Search code examples
ruby-on-railstreescopehas-manydefault-scope

Is there a way to break out of the default_scope when using has_many?


I have a tree-like model where in all situations but one, I want to scope the results to only return the roots.

class Licence < ActiveRecord::Base
  default_scope :conditions => { :parent_licence_id, nil }

  belongs_to :parent_licence, :class_name => 'Licence'
  has_many :nested_licences, :class_name => 'Licence',
           :foreign_key => 'parent_licence_id', :dependent => :destroy
end

class User < ActiveRecord::Base
  has_many :licences
end

Using default_scope seemed like an awesome idea because the various models which have associations to Licence (there are about 4 of them) and also any code using find(), would not need to do anything special. The reason it isn't an awesome idea is that the default scope also applies to the has_many, which results in never finding the children. But the has_many is the only place which needs to bust out of the scope, so as far as "default" behaviour goes, I think this default_scope is quite reasonable.

So is there some good way to get around this specific problem?

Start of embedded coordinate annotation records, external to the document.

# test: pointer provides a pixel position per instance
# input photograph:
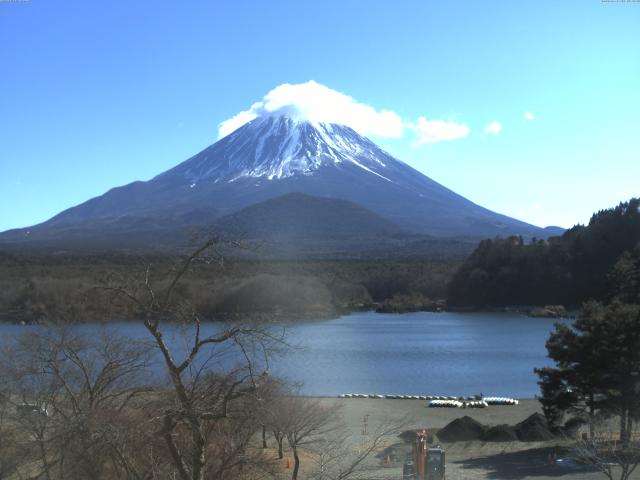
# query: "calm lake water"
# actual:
(415, 353)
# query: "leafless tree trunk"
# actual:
(200, 400)
(305, 422)
(604, 450)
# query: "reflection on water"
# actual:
(416, 353)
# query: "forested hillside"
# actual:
(578, 266)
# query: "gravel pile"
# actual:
(534, 429)
(501, 433)
(462, 430)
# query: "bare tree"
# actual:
(606, 452)
(203, 403)
(68, 395)
(307, 421)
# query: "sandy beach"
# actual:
(469, 460)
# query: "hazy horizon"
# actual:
(529, 110)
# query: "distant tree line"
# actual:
(582, 264)
(107, 407)
(33, 286)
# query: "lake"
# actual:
(420, 353)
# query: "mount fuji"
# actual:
(269, 157)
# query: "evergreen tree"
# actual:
(597, 365)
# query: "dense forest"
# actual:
(70, 288)
(582, 264)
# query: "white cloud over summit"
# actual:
(317, 103)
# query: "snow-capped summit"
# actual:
(274, 152)
(280, 146)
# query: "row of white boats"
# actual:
(440, 401)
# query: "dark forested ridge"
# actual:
(68, 288)
(581, 264)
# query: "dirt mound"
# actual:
(534, 429)
(501, 433)
(408, 436)
(461, 430)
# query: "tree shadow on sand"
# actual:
(533, 462)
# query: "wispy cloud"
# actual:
(314, 102)
(433, 131)
(494, 128)
(317, 103)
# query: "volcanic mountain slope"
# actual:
(266, 158)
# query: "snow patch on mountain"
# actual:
(316, 103)
(276, 147)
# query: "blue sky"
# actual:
(98, 94)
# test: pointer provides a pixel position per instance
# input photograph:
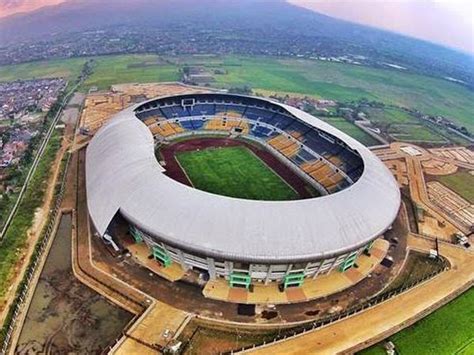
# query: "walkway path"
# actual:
(375, 324)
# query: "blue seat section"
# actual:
(236, 108)
(260, 131)
(198, 123)
(167, 112)
(203, 109)
(221, 108)
(179, 111)
(254, 113)
(189, 125)
(305, 155)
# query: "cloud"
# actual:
(10, 7)
(448, 22)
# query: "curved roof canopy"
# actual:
(123, 175)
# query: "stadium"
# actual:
(238, 187)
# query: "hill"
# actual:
(275, 27)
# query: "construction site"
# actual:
(137, 306)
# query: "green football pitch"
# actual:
(234, 172)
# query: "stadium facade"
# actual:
(241, 240)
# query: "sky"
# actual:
(447, 22)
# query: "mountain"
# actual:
(274, 23)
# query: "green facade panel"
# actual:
(161, 255)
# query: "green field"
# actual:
(346, 82)
(352, 130)
(415, 133)
(449, 330)
(130, 69)
(461, 182)
(234, 172)
(389, 115)
(343, 82)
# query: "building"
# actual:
(242, 240)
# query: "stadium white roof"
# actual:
(123, 175)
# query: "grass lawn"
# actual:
(415, 133)
(130, 69)
(461, 182)
(389, 115)
(234, 172)
(448, 330)
(346, 82)
(343, 82)
(65, 68)
(352, 130)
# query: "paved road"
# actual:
(389, 317)
(38, 156)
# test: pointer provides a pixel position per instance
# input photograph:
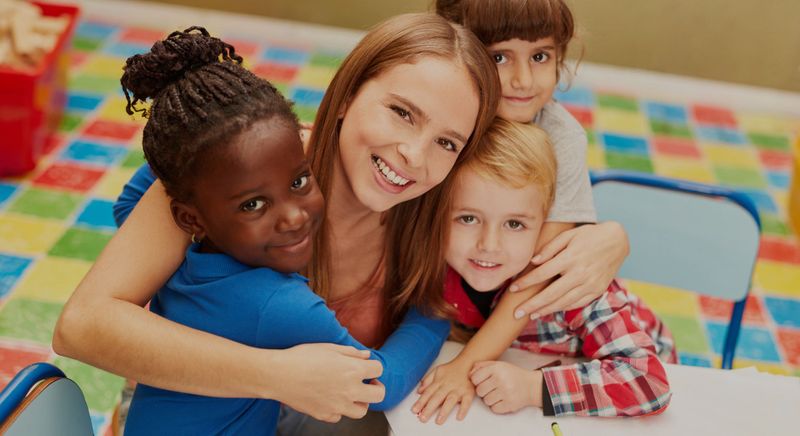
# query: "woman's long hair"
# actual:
(414, 242)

Here is one which I am not too fond of because it uses SQL for a nearly trivial query:

has_many :nested_licences, :class_name => 'Licence', :dependent => :destroy,
  :finder_sql => 'SELECT l.* FROM licences l WHERE l.parent_licence_id = #{id}',
  :counter_sql => 'SELECT COUNT(l.*) FROM licences l WHERE l.parent_licence_id = #{id}'

Alternatively is there some way to apply a named scope to an association from the model? e.g. something along the lines of this nonsense-code:

class Licence < ActiveRecord::Base
  named_scope :roots, :conditions => { :parent_licence_id, nil }

  belongs_to :parent_licence, :class_name => 'Licence'
  has_many :nested_licences, :class_name => 'Licence',
           :foreign_key => 'parent_licence_id', :dependent => :destroy
end

class User < ActiveRecord::Base
  has_many :licences, :scope => :roots   # a :scope option doesn't really exist
end

I know I can also do this:

class Licence < ActiveRecord::Base
  named_scope :roots, :conditions => { :parent_licence_id, nil }

  belongs_to :parent_licence, :class_name => 'Licence'
  has_many :nested_licences, :class_name => 'Licence',
           :foreign_key => 'parent_licence_id', :dependent => :destroy
end

class User < ActiveRecord::Base
  has_many :licences, :conditions => { :parent_licence_id, nil }
end

But that really isn't very DRY. Actually having to do every single query through Licence.roots.find() instead of Licence.find() isn't very DRY either, to be honest. It's just asking for a bug to occur where the scope isn't used.


Solution

  • Try using Licence.unscoped.find()

    btw - The documentation for ActiveRecord::Base.unscoped says that chaining unscoped with a named scope method has no effect.
    It is recommended to use the block form of unscoped because chaining unscoped with a named scope does not work. If "sent" (below) is a named_scope the following two statements are the same.

    Message.unscoped.sent
    Message.sent  
    

    fyi rails 2 also has with_exclusive_scope which can be helpful.